Are you satisfied with your record deal with Soundmass and the support the band receives from them?
We have a very good deal with Soundmass and Adam goes beyond the call of duty to help us, especially me! So, yes, I am very happy! In many ways, I have the same passion for Soundmass that I have for my own band. I would like there to be a strong Christian label that has artistic integrity while still being committed to mission, which I think encapsulates Soundmass very well. Australia has produced some good Christian metal bands over the years but there has often been no, or minimal, label support, so you had to deal with the tyranny of distance when it comes to labels overseas. We’ve seen a couple of attempts at labels but, as good as they were, they were run by people that were in bands themselves. In the case of Soundmass, it is Adam’s total focus, not his side project, so I feel that we are working with someone that is as focused on being good at what they do as we as a band are. With Soundmass, I feel like I can focus on being an artist and not have to worry about the business end of things, so I hope we can keep this relationship going. If not, well… I know where Soundmass lives!
What three goals do you have for Synnove over the next year?

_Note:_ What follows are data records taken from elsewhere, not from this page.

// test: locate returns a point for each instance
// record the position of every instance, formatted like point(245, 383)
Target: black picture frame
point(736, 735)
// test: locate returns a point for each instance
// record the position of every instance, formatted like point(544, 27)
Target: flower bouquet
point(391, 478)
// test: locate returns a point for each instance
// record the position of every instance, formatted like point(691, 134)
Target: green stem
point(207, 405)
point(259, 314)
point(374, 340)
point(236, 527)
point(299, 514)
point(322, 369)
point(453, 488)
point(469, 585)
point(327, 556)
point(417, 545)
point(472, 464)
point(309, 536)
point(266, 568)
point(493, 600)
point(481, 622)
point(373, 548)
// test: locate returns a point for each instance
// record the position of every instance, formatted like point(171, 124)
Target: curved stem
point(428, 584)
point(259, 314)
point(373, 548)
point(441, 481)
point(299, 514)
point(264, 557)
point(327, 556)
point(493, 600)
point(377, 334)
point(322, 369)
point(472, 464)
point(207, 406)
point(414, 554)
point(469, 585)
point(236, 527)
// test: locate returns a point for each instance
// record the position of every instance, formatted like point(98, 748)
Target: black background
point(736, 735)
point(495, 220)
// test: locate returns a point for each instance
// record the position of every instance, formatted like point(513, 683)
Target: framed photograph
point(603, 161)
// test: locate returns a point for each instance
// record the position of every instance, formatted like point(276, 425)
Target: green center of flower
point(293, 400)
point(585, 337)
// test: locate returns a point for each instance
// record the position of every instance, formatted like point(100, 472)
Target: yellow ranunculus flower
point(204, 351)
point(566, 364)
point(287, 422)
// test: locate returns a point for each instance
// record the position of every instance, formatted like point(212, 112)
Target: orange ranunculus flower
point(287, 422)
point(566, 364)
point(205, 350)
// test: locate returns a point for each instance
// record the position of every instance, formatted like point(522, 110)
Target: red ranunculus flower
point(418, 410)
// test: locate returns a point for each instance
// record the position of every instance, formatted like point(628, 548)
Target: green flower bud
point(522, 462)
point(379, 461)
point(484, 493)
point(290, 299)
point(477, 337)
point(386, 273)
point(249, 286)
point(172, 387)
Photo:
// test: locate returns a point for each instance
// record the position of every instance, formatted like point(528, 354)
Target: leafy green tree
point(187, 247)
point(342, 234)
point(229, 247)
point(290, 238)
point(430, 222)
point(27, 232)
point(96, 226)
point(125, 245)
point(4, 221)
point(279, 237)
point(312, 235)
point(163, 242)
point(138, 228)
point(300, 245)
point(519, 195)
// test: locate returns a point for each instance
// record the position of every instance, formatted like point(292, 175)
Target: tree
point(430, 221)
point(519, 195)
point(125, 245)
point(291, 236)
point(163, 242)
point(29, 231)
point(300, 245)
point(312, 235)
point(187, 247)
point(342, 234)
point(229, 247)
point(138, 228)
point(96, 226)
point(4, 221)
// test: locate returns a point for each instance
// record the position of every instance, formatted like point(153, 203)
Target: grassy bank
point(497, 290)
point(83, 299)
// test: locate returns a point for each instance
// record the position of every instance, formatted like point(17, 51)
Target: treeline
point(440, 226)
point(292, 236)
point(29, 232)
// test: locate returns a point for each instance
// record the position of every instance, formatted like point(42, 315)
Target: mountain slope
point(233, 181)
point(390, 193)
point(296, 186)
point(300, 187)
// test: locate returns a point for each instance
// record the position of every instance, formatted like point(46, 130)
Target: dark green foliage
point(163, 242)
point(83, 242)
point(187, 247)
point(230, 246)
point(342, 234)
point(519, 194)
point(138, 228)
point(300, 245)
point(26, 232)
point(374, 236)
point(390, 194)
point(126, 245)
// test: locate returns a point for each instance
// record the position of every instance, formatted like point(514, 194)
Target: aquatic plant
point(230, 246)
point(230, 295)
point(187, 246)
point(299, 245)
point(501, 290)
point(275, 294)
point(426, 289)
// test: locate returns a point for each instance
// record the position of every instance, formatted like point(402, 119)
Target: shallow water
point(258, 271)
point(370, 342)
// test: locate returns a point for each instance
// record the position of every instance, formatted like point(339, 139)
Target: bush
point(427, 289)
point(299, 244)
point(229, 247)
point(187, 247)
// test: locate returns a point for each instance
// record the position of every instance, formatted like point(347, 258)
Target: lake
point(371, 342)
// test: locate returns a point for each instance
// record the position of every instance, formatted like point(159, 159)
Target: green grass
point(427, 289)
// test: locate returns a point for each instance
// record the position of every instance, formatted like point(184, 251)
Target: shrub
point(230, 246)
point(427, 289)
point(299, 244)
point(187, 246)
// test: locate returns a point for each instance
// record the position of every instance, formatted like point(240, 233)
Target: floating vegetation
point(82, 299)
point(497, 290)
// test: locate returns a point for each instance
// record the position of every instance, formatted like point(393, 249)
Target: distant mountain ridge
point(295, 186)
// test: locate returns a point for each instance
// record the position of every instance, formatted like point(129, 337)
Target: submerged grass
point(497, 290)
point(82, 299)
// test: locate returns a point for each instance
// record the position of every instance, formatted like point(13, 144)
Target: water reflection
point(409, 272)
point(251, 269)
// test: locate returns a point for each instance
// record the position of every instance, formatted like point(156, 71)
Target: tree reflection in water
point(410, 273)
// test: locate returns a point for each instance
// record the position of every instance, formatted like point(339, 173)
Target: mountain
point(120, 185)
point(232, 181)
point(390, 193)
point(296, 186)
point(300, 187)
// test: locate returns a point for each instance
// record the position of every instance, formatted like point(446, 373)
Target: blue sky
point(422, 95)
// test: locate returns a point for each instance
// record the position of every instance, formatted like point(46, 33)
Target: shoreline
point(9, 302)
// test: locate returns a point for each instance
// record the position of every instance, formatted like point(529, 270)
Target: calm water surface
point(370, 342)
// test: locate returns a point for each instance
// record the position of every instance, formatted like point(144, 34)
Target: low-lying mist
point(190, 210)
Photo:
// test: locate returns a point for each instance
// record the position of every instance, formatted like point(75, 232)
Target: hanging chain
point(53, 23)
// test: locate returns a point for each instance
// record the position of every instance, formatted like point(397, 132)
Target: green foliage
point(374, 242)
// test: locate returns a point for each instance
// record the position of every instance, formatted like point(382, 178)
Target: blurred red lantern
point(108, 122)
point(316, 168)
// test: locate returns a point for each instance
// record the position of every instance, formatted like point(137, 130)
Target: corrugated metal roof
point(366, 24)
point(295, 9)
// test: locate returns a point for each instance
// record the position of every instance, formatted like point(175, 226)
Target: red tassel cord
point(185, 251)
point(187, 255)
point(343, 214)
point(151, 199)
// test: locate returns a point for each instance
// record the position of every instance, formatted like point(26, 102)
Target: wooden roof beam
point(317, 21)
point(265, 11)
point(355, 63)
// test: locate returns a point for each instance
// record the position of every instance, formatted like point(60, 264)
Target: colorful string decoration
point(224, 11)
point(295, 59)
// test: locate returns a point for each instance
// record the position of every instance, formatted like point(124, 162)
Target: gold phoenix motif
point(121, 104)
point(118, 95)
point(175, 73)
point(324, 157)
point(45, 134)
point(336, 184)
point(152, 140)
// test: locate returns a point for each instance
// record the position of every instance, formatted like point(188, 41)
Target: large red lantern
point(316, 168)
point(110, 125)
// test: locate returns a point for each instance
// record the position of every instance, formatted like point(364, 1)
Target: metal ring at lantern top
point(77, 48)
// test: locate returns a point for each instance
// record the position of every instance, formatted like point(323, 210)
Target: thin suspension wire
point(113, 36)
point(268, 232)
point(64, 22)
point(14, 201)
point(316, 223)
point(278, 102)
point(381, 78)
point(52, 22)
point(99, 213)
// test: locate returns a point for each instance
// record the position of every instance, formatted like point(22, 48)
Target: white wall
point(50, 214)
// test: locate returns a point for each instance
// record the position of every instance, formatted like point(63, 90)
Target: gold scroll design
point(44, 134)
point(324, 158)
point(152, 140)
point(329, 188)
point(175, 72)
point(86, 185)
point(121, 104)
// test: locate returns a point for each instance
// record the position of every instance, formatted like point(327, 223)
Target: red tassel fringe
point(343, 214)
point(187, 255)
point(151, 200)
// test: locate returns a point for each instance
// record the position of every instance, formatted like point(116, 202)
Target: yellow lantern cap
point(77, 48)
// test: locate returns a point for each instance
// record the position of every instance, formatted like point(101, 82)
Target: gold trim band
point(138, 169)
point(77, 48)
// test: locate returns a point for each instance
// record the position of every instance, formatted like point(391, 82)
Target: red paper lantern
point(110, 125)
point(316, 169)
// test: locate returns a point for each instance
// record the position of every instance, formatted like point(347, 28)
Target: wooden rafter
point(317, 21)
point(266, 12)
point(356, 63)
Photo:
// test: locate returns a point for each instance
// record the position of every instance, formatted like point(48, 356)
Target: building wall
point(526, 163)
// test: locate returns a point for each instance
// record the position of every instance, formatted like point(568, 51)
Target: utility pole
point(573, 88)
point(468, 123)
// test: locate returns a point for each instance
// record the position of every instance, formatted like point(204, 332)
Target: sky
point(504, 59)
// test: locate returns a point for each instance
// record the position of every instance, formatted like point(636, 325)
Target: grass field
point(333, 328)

Well, I actually have four goals. Firstly, I would like to improve our live performance and make it more of an artistic expression than it currently is. On a recording, Pro Tools covers a multitude of sins, but live you are naked and on your own. So I want to keep improving our performance and make a Synnove live experience on par with the experience of listening to the CD. To do this we are going to have to grow the team and find some people who are good at sound and lighting and I would definitely like to have a V-jay who can incorporate multimedia stuff. Secondly, I would like to start touring around Australia and promoting our album. Thirdly, I’d like to start writing again and expand on what we have done on this album as we have so much more to say and express with our music. Fourth, I would like to write some Synnove music that would fit the setting of the Mass and combine our music with the Eucharist to create an ancient, but alternative, experience of worship.
Do you have any last words for the readers of Heaven’s Metal?
Well, firstly I’d like to thank Doug Van Pelt for getting the old-school Heaven’s Metal out again. I grew so much from that magazine and it put me in touch with some great bands. I would also like to encourage readers to not illegally download music as it hurts the artists who make the music that you claim you love. Something that is also very important to me is that fans of Christian metal do not just live in a “Christian fish bowl”, but get out there and make friends with those non-Christians in “offensive and demonic” shirts. Build relationships with them and share your faith with them in gentle but engaging ways.